Глухой поник головой, затем опустился на колени у порога кельи.
— Господин, — сказал он покорно и серьезно, — потом вы можете делать что вам угодно, но прежде убейте меня.
С этими словами он протянул священнику свой тесак. Обезумевший священник хотел было схватить его, но молодая девушка оказалась проворнее. Она вырвала нож из рук Квазимодо и зло расхохоталась.
— Подойди только! — сказала она священнику.
Она занесла нож. Священник стоял в нерешительности. Он не сомневался, что она ударит его.
— Ты не осмелишься, трус! — крикнула она. И затем, зная, что это пронзит тысячью раскаленных игл его сердце, безжалостно добавила: — Я знаю, что Феб не умер!
Священник отшвырнул ногой Квазимодо и, дрожа от бешенства, скрылся под лестничным сводом.
Когда он ушел, Квазимодо поднял спасший цыганку свисток.
— Он чуть было не заржавел, — проговорил он, возвращая его цыганке, и удалился, оставив ее одну.
Молодая девушка, потрясенная этой бурной сценой, в изнеможении упала на постель и разразилась рыданиями. Горизонт ее вновь заволокло зловещими тучами.
Священник ощупью вернулся в свою келью.
Свершилось. Клод ревновал к Квазимодо.
И он задумчиво повторил роковые слова: «Она не достанется никому».
Книга X
Глава 49
С той самой минуты, как Гренгуар понял, какой оборот приняло все дело, и убедился, что для главных действующих лиц этой драмы оно, несомненно, пахнет веревкой, виселицей и прочими неприятностями, он решил ни во что не вмешиваться. Бродяги же, среди которых он остался, рассудив, что в конечном счете это самое приятное общество в Париже, продолжали интересоваться судьбой цыганки. Поэт находил это вполне естественным со стороны людей, у которых, как и у нее, не было впереди ничего, кроме Шармолю либо Тортерю, и которые не уносились, подобно ему, в заоблачные выси на крыльях Пегаса. Из их разговоров он узнал, что его супруга, обвенчанная с ним по обряду разбитой кружки, нашла убежище в соборе Парижской Богоматери, и был этому весьма рад. Но он даже и не помышлял ее там проведать. Порой он вспоминал о маленькой козочке, но этим все и ограничивалось. Днем он давал акробатические представления, чтобы прокормить себя, а по ночам корпел над запиской, направленной против парижского епископа, ибо не забыл, как колеса епископских мельниц когда-то окатили его водой, и хранил на него за это в своей душе обиду. Одновременно он составлял комментарий к великолепному произведению Бодри-ле-Ружа, епископа Нойонского и Турнейского, «De cupa petrarum»[316] что породило в нем сильнейшее влечение к архитектуре. Эта склонность вытеснила в его сердце страсть к герметике, естественным завершением которой и являлось зодчество, ибо между герметикой и зодчеством есть внутренняя связь. Гренгуар, ранее любивший идею, ныне любил внешнюю форму этой идеи.

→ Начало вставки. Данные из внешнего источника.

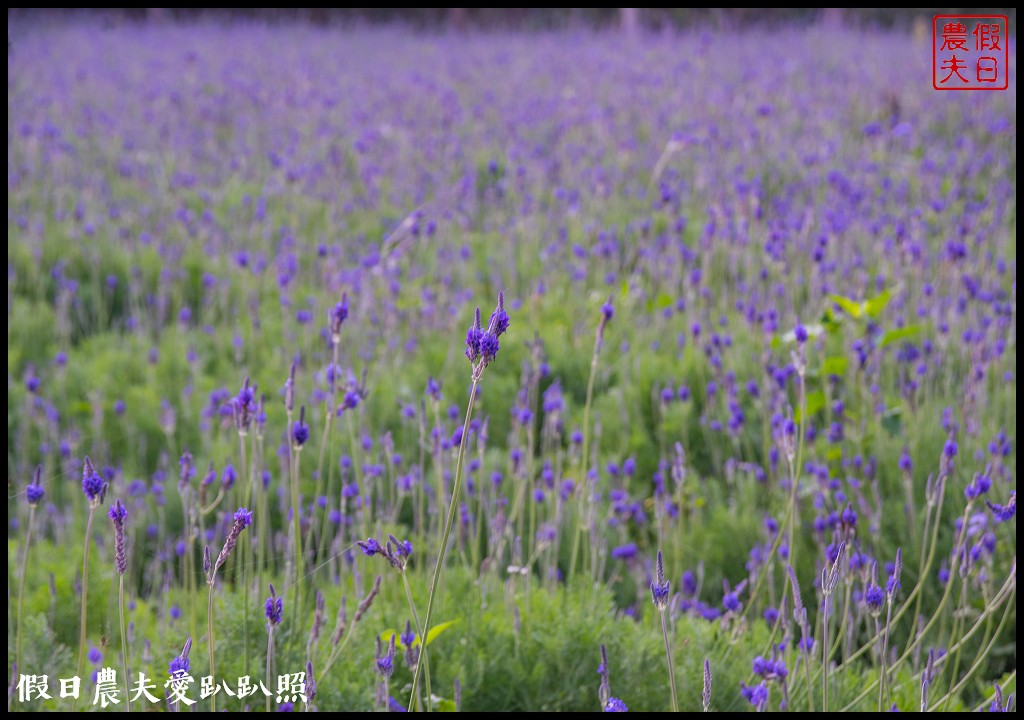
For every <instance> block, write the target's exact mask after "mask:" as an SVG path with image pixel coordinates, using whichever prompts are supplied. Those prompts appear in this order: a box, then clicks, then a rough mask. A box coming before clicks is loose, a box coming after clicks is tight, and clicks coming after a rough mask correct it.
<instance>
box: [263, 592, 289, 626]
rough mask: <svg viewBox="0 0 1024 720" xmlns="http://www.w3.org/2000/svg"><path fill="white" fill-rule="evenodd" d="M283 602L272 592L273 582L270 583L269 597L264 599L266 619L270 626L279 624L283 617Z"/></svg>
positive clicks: (283, 602) (280, 598) (284, 605)
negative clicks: (265, 602) (269, 591)
mask: <svg viewBox="0 0 1024 720" xmlns="http://www.w3.org/2000/svg"><path fill="white" fill-rule="evenodd" d="M284 609H285V602H284V600H282V598H281V597H279V595H278V593H276V592H274V589H273V583H270V597H268V598H267V599H266V619H267V621H268V622H269V623H270V625H271V626H274V625H281V621H282V619H283V618H284Z"/></svg>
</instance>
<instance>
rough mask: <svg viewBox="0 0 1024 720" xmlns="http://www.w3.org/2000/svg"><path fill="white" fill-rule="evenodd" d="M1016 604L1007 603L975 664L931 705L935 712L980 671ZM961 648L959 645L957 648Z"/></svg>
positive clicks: (984, 642)
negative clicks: (997, 624)
mask: <svg viewBox="0 0 1024 720" xmlns="http://www.w3.org/2000/svg"><path fill="white" fill-rule="evenodd" d="M1016 606H1017V605H1016V604H1015V603H1014V602H1013V601H1012V600H1011V601H1010V602H1008V603H1007V608H1006V609H1005V610H1004V611H1002V619H1001V620H1000V621H999V624H998V625H997V626H996V628H995V632H994V633H993V634H991V635H990V639H986V641H983V642H982V643H981V644H982V645H983V648H982V650H981V651H979V652H978V657H977V658H976V659H975V661H974V664H973V665H972V666H971V668H970V669H969V670H968V671H967V674H966V675H965V676H964V677H963V678H962V679H961V681H959V682H957V683H956V684H955V685H954V686H953V687H952V688H951V689H950V690H949V692H947V693H946V696H945V697H940V698H939V701H938V702H937V703H936V704H935V705H933V706H932V707H931V710H932V711H933V712H934V711H936V710H938V709H939V706H940V705H942V704H943V703H946V702H948V701H949V698H951V697H952V696H953V695H955V694H956V693H957V692H959V690H961V688H963V687H964V685H965V684H967V681H968V680H970V679H971V677H972V676H973V675H974V674H975V673H976V672H977V671H978V669H979V668H981V664H982V663H983V662H984V661H985V659H986V658H987V657H988V653H989V652H991V650H992V647H993V646H994V645H995V643H996V641H997V640H998V639H999V637H1000V633H1001V632H1002V628H1005V627H1006V625H1007V621H1008V620H1009V619H1010V615H1011V612H1010V610H1011V609H1013V608H1016ZM986 642H987V644H986ZM958 649H959V648H958V647H957V650H958ZM954 677H955V676H954Z"/></svg>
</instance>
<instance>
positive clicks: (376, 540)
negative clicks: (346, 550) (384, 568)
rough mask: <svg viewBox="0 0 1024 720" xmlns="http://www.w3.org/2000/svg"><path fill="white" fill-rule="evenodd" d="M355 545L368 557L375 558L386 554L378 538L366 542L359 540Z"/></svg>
mask: <svg viewBox="0 0 1024 720" xmlns="http://www.w3.org/2000/svg"><path fill="white" fill-rule="evenodd" d="M355 544H356V545H358V546H359V548H360V549H361V550H362V553H364V554H365V555H366V556H367V557H373V556H374V555H377V554H383V552H384V548H382V547H381V544H380V543H378V542H377V540H376V538H367V539H366V540H365V541H364V540H359V541H357V542H356V543H355Z"/></svg>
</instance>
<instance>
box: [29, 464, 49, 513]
mask: <svg viewBox="0 0 1024 720" xmlns="http://www.w3.org/2000/svg"><path fill="white" fill-rule="evenodd" d="M25 494H26V496H27V497H28V499H29V505H31V506H33V507H35V506H36V505H39V503H40V501H42V499H43V496H45V495H46V491H45V490H43V466H42V465H37V466H36V471H35V472H34V473H33V474H32V482H30V483H29V486H28V488H26V489H25Z"/></svg>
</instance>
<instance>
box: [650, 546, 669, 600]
mask: <svg viewBox="0 0 1024 720" xmlns="http://www.w3.org/2000/svg"><path fill="white" fill-rule="evenodd" d="M670 592H671V586H670V584H669V581H668V580H666V579H665V561H664V559H663V558H662V551H660V550H658V551H657V577H656V578H655V579H654V580H653V581H652V582H651V584H650V596H651V599H652V600H653V601H654V607H656V608H657V610H658V612H665V610H666V609H668V607H669V594H670Z"/></svg>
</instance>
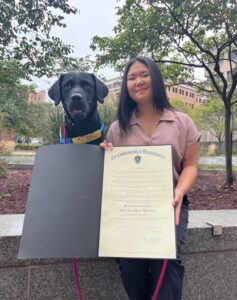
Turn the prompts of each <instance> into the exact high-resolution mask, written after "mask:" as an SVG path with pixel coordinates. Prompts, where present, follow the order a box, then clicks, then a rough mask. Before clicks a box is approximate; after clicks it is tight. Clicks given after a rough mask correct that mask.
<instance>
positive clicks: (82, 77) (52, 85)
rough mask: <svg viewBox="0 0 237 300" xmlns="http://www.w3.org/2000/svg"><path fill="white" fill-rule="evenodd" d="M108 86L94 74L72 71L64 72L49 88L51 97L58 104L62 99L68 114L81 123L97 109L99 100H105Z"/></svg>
mask: <svg viewBox="0 0 237 300" xmlns="http://www.w3.org/2000/svg"><path fill="white" fill-rule="evenodd" d="M107 94H108V88H107V86H106V85H105V84H104V83H103V82H102V81H101V80H99V79H98V78H97V77H96V76H95V75H94V74H91V73H86V72H70V73H66V74H62V75H61V76H60V77H59V79H58V80H57V81H56V82H55V83H54V84H53V85H52V86H51V88H50V89H49V92H48V95H49V97H50V98H51V99H52V100H54V101H55V105H58V104H59V103H60V101H61V102H62V103H63V107H64V109H65V110H66V114H68V115H69V117H70V119H72V120H73V122H75V123H80V122H81V121H83V120H84V119H86V118H87V117H88V116H89V115H90V114H91V113H93V111H95V110H96V107H97V100H98V101H99V102H100V103H103V102H104V98H105V97H106V96H107Z"/></svg>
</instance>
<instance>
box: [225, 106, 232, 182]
mask: <svg viewBox="0 0 237 300" xmlns="http://www.w3.org/2000/svg"><path fill="white" fill-rule="evenodd" d="M231 131H232V129H231V108H230V107H226V108H225V159H226V185H227V186H228V187H230V186H231V185H232V184H233V171H232V134H231Z"/></svg>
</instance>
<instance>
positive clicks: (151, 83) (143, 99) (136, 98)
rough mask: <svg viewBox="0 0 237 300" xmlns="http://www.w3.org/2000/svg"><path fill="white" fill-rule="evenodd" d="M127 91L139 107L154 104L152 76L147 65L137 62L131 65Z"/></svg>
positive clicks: (132, 98) (128, 76)
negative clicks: (139, 106)
mask: <svg viewBox="0 0 237 300" xmlns="http://www.w3.org/2000/svg"><path fill="white" fill-rule="evenodd" d="M127 89H128V94H129V96H130V97H131V98H132V99H133V100H134V101H135V102H136V103H137V104H138V105H147V104H152V103H153V96H152V80H151V74H150V71H149V69H148V67H147V66H146V65H145V64H143V63H141V62H138V61H137V62H135V63H133V64H132V65H131V67H130V68H129V70H128V75H127Z"/></svg>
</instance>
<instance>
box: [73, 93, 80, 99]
mask: <svg viewBox="0 0 237 300" xmlns="http://www.w3.org/2000/svg"><path fill="white" fill-rule="evenodd" d="M81 99H82V94H80V93H77V94H73V95H72V100H73V101H74V100H75V101H79V100H81Z"/></svg>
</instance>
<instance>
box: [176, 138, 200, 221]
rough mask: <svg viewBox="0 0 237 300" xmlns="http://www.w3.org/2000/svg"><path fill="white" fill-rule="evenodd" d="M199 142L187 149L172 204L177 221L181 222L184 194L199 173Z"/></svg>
mask: <svg viewBox="0 0 237 300" xmlns="http://www.w3.org/2000/svg"><path fill="white" fill-rule="evenodd" d="M197 159H198V143H195V144H193V145H191V146H190V147H188V148H187V149H186V150H185V153H184V158H183V162H182V167H183V169H182V172H181V174H180V177H179V180H178V183H177V185H176V188H175V195H174V200H173V202H172V205H173V206H174V207H175V222H176V225H178V224H179V216H180V210H181V206H182V201H183V197H184V195H185V194H186V193H187V192H188V191H189V190H190V189H191V187H192V186H193V184H194V182H195V181H196V178H197V174H198V165H197Z"/></svg>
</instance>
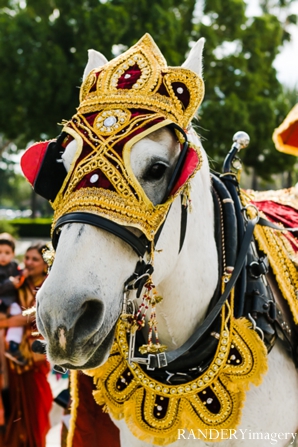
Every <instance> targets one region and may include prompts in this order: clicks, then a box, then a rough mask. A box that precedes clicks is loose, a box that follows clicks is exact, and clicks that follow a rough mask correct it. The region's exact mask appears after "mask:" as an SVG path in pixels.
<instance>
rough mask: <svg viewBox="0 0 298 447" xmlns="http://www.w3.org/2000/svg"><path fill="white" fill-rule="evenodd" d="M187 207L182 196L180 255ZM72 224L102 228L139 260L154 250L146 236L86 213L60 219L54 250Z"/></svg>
mask: <svg viewBox="0 0 298 447" xmlns="http://www.w3.org/2000/svg"><path fill="white" fill-rule="evenodd" d="M187 210H188V209H187V206H185V205H183V204H182V196H181V225H180V243H179V253H180V251H181V249H182V247H183V243H184V239H185V234H186V227H187ZM70 223H82V224H87V225H92V226H94V227H97V228H101V229H102V230H105V231H108V232H109V233H111V234H114V235H115V236H117V237H119V238H120V239H122V240H123V241H124V242H126V243H127V244H128V245H129V246H130V247H131V248H132V249H133V250H134V251H135V252H136V254H137V255H138V257H139V258H143V257H144V256H145V254H146V253H148V254H150V253H151V250H152V242H151V241H149V240H148V239H147V238H146V236H145V235H144V234H142V235H141V236H136V235H135V234H133V233H132V232H131V231H129V230H127V229H126V228H125V227H123V226H122V225H119V224H117V223H115V222H113V221H111V220H109V219H106V218H105V217H102V216H98V215H97V214H92V213H87V212H86V213H85V212H73V213H68V214H64V216H62V217H60V218H59V219H58V220H57V222H56V225H55V228H54V231H53V234H52V244H53V247H54V249H55V250H56V247H57V245H58V241H59V234H60V231H61V227H62V226H63V225H65V224H70ZM163 225H164V223H163V224H162V225H161V226H160V228H159V230H158V231H157V233H156V234H155V237H154V241H153V242H154V246H155V245H156V244H157V241H158V239H159V236H160V234H161V232H162V229H163Z"/></svg>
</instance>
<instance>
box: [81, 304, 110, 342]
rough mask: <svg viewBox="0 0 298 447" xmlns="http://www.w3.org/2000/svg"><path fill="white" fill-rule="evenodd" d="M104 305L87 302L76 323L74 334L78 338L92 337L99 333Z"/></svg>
mask: <svg viewBox="0 0 298 447" xmlns="http://www.w3.org/2000/svg"><path fill="white" fill-rule="evenodd" d="M102 313H103V305H102V303H101V302H99V301H97V300H89V301H87V302H85V303H84V304H83V306H82V309H81V316H80V317H79V319H78V321H77V322H76V325H75V329H74V333H75V334H76V336H78V337H85V336H90V334H91V333H95V332H97V330H98V328H99V325H100V322H101V320H102Z"/></svg>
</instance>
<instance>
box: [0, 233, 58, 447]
mask: <svg viewBox="0 0 298 447" xmlns="http://www.w3.org/2000/svg"><path fill="white" fill-rule="evenodd" d="M45 248H46V247H45V244H44V243H36V244H33V245H31V246H29V248H27V250H26V252H25V255H24V260H23V265H22V266H19V265H18V263H17V262H16V261H15V259H14V258H15V241H14V238H13V237H12V236H11V235H10V234H8V233H2V234H0V445H1V447H45V445H46V434H47V432H48V431H49V429H50V418H49V413H50V410H51V407H52V402H53V396H52V391H51V387H50V384H49V382H48V375H49V372H50V364H49V363H48V361H47V360H46V357H45V355H44V354H39V353H34V352H33V351H32V349H31V345H32V343H33V341H34V340H36V338H38V337H39V335H38V332H37V329H36V328H34V316H24V315H23V311H24V310H26V309H30V308H32V307H33V306H34V305H35V296H36V293H37V291H38V289H39V288H40V287H41V285H42V284H43V282H44V280H45V278H46V276H47V270H48V267H47V264H46V263H45V261H44V259H43V250H44V249H45Z"/></svg>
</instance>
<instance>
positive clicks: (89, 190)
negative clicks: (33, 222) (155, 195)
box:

Однажды он остановился около церкви Сен-Жермен-л´Оксеруа, у самого угла здания, которое называлось Епископской тюрьмой и стояло напротив другого, которое именовалось Королевской тюрьмой. В Епископской тюрьме была очаровательная часовня XIV столетия, заалтарная часть которой выходила на улицу. Гренгуар благоговейно рассматривал наружную скульптуру этой часовни. Он находился в состоянии того эгоистического, всепоглощающего высшего наслаждения, когда художник во всем мире видит лишь одно искусство и весь мир — в искусстве. Вдруг он почувствовал, как чья-то рука тяжело легла ему на плечо. Он обернулся. То был его бывший друг, его бывший учитель — господин архидьякон.
Он замер от изумления. Он уже давно не видел архидьякона, а отец Клод был одной из тех значительных и страстных натур, встреча с которыми всегда нарушает душевное равновесие философа-скептика.
Архидьякон в продолжение нескольких минут молчал, и Гренгуар мог не спеша разглядеть его. Он нашел отца Клода сильно изменившимся, бледным, как зимнее утро, с глубоко запавшими глазами и почти седыми волосами. Первым нарушил молчание священник, сказав спокойным, но ледяным тоном:
— Как ваше здоровье, мэтр Пьер?
— Мое здоровье? — ответил Гренгуар. — Э! Да ни то ни се, а впрочем, недурно! Я знаю меру всему. Помните, учитель? По словам Гиппократа, секрет вечного здоровья id est: cibi, potus, somni, venus, omnia moderata sint[317].
— Значит, вас ничто не тревожит, мэтр Пьер? — снова заговорил священник, пристально глядя на Гренгуара.